I love living in Las Vegas — I can get a corned beef reuben at 11:30 pm after a nice relaxing session of high-speed shooting in Gears of War with my friend. In fact, I enjoy this late-night meal so often that I’m known by name to both the wait staff and the check-out counter group at the restaurant.
Last night they lost a customer … two of them. My friend and I won’t return. The situation was mostly due to a series of unfortunate poor decisions on the part of the staff, but the trigger for the whole fiasco was bad software engineering.
Multi-user distributed systems always have tension in the area of locking information. If the information is not locked while used it becomes very confusing for users and there’s a very real risk of a lost update.
However, the naive solution to this problem is a terrible solution: hold long-lasting locks.
Let’s take the simple use-case of ordering a meal using a point of sale system (such as the one used at the restaurant last night).
The wait-staff takes an order and appends items to the order until the customer’s meal is complete. This is a multi-step operation as customers can change their orders, add deserts, and so on. When the meal is complete, the wait-staff gives the customer a check which lists the items ordered, sub-total, tax, and total. Most importantly to the software system the check has a barcode which represents the order for lookup at the register.
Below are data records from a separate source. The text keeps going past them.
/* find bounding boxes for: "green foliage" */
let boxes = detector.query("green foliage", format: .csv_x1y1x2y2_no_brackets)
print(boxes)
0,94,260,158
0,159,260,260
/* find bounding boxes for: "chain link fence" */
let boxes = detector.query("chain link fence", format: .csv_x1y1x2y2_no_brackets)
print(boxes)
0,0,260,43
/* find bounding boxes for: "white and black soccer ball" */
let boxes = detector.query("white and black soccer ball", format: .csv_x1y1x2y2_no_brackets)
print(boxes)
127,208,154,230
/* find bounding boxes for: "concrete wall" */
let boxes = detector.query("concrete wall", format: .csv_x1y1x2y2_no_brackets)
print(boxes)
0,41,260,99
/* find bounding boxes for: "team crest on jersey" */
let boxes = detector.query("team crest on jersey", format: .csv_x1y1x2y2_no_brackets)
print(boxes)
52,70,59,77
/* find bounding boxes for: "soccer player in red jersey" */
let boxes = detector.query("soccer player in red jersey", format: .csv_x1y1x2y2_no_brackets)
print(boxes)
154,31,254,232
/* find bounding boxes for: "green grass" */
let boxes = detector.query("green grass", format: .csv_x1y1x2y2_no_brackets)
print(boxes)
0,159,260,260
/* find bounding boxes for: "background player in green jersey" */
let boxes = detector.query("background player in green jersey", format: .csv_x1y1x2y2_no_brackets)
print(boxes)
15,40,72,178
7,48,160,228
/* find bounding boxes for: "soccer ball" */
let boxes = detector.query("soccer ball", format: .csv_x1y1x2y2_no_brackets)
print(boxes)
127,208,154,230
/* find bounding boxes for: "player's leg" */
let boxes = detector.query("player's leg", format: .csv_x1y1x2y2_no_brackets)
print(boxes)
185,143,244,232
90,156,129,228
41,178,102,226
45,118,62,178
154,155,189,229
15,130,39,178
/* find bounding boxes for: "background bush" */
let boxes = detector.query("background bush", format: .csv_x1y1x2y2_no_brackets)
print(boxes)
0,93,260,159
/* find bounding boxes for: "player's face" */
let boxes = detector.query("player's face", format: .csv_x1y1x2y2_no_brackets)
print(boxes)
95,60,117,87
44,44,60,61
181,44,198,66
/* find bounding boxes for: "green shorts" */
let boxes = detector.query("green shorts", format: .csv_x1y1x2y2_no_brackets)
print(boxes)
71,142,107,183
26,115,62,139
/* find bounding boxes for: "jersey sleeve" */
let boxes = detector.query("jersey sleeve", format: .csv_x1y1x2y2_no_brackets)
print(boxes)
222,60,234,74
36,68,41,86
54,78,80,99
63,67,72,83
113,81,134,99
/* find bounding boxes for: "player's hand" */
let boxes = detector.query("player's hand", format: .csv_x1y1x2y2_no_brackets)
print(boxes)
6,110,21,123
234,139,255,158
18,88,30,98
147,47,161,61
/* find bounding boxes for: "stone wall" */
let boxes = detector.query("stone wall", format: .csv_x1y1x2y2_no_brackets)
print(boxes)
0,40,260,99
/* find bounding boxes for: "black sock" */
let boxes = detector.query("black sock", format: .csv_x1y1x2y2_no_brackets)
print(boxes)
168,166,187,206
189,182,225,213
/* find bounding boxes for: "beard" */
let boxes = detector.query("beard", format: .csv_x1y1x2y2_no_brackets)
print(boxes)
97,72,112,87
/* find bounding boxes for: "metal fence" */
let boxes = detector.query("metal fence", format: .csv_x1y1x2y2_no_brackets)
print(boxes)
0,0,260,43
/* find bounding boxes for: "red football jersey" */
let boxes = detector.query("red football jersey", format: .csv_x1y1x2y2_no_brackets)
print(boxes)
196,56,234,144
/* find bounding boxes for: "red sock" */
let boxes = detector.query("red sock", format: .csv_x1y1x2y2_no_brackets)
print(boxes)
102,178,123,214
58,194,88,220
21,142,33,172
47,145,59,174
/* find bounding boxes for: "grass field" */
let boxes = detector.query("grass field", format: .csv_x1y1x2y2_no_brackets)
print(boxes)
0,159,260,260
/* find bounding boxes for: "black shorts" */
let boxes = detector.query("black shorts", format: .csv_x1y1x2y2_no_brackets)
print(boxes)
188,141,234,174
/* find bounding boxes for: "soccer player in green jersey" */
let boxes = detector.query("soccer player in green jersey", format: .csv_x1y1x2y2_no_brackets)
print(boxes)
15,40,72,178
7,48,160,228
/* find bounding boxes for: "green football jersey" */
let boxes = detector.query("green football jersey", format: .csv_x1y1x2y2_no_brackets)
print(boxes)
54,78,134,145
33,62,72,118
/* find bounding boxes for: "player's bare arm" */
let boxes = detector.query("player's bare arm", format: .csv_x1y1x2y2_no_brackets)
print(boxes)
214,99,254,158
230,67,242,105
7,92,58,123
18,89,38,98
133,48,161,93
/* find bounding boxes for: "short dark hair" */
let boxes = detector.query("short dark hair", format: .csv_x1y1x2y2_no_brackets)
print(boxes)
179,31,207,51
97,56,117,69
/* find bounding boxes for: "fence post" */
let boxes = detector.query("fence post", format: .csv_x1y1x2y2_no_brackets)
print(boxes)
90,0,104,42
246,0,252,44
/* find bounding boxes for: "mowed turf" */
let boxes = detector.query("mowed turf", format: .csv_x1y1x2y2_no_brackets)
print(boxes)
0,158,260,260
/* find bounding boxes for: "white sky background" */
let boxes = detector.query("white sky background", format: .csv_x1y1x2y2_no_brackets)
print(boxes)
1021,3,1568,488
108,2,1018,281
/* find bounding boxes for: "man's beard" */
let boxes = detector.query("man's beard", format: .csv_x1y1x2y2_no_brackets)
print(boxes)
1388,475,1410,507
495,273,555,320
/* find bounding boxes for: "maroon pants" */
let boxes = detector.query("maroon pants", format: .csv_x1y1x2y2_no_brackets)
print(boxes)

The checkout operation requires the clerk to scan the check, which brings up the order, allowing them to enter tip and swipe credit card and loyalty program card. The system processes the charge to the credit card and prints out the carbon receipt in which the customer signs and keeps a copy. This completes the transaction.
This use-case is so common in restaurants most people don’t think about it. You would expect the developers of the vertical application that this restaurant used to understand it well, though.
So, what are some exceptional cases that could occur to interfere with this simple use case?
Suppose the client application on the point of sale terminal crashes after the check was scanned and the record selected for update (and thus locked) but before the card is swiped.
At that instant, the lock should be released or when the application restarts the operation should transparently continue from where it left off.
That’s what you’d expect. In fact, what this system did on reboot was reported that the check can’t be closed out because it’s locked. And it provided no way to unlock it nor to resume that final operation. The check was in limbo.
And it remained locked. So they booted up the next terminal. And let many other customers pay and leave, while we stood waiting. They would re-scan our check after each customers, but it remained locked.
And remained locked.
And remained locked.
For 15 minutes we stood waiting.
Finally, they realized getting a manager might be a good idea. At this point, I assumed we’d simply be comped and apologized to. Nope, they rang up a new check so we could pay one that wasn’t locked. I guess they left a paper note to void the other.
Well, we paid and left.
What should have happened?
From the technical issue, the long-term lock was egregiously bad design. They should have either:
- allowed the lock to be over-ridden and canceled (perhaps with a manager code)
- dropped the lock on loss of terminal (obvious, though many web-sites hold locks because HTTP is stateless and they don’t know if there’s a person still active or not which is part of why web design is fun)
When doing the system for Palo Verde we used an explicit lock model, where users would lock the record by selecting edit and any other user who viewed the record was provided a visual indication it was locked. We used both solutions.
We allowed a manager to over-ride a lock. You can’t block a record from change just because someone left it open on their desk or stepped out.
And of course, if our application lost connection (this was not a web application so we had reliable connectivity) we unlocked any locks held by that lost worker.
This isn’t hard, you’d expect it to be common, but I guess it’s not as common as I would have thought.
The other aspect that should have happened was that their checkout person should have gotten the manager immediately when we were prevented from paying. That is a training issue.
But their training weaknesses and operational policy issues wouldn’t have hampered them had the system been written correctly.
That error cost them at least two customers — and we’ll tell our friends why we no longer go there.
It’s said that a single disgruntled customer can cost the loss of seven more. I guess 14 customers could be lost besides us. That’s a lot of money to throw away because some development team decided they were going to use long-term locks.
Keep the Light!